A criação do Fantasound vem de duas aspirações aparentemente contraditórias, mas indissociáveis. É devido à confluência de dois campos: de um lado, o universo popular do entretenimento visual; de outro, o microcosmo da música clássica. Essa associação, que parece incomum à primeira vista, é precursora dos blockbusters contemporâneos.
Esse princípio influenciaria Stanley Kubrick em 1968 para o filme 2001, Uma Odisseia no Espaço.

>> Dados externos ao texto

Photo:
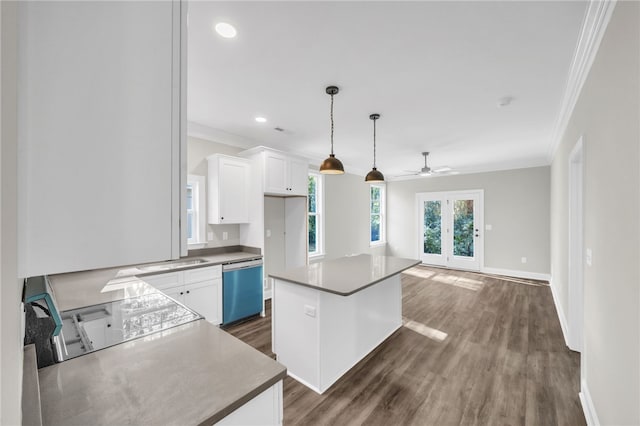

Também prenunciou, entre outras coisas, a futura colaboração entre George Lucas e John Williams (que se inspiraria em Mendelssohn, Tchaikovsky e Wagner) para a criação da trilha sonora de Star Wars IV: Uma Nova Esperança.
Entreter e aprimorar, fundir o ordinário com a complexidade, esses são os fundamentos do Fantasound. Uma filosofia que está em parte na origem da cultura pop e sem a qual a experiência cinematográfica oferecida por nossos sistemas de home theater Dolby Atmos e DTS:X com pipoca provavelmente não existiria hoje.
Fantasound, ou o encontro entre Disney e Stokowski Em 1937, Walt Disney era uma estrela incontestável no mundo da animação e estava se tornando cada vez mais famoso. Depois de triunfar com Mickey, Donald e companhia, o artista estava se preparando para lançar sua versão de Branca de Neve e os Sete Anões, um sucesso global em andamento. No verão de 1937, o criador foi ao seu restaurante favorito em West Hollywood. Sozinho em sua mesa, ele avistou o maestro polonês Leopold Stokowski nas proximidades. Na época, essa figura proeminente da música clássica, conhecida por seus shows sofisticados e animados, estava regendo a Filarmônica da Filadélfia há 25 anos. As duas celebridades reconheceram vagamente uma à outra e acabaram conversando.
Quando Walt Disney mencionou a Stokowski que havia acabado de comprar os direitos do poema sinfônico O Aprendiz de Feiticeiro (Paul Dukas) e queria usá-lo em um curta-metragem, o maestro aproveitou a oportunidade: ele se ofereceu para reger a gravação da trilha sonora gratuitamente. O projeto se revelou muito interessante. Primeiro, permitiu que Disney se beneficiasse da notoriedade e experiência técnica de Stokowski. Em segundo lugar, deu a Stokowski a oportunidade de se inserir sutilmente em Hollywood. Disney aceitou. Dois grandes feitos nasceram de sua colaboração: o filme experimental Fantasia e seu sistema de som estereofônico chamado Fantasound, algo inédito na época.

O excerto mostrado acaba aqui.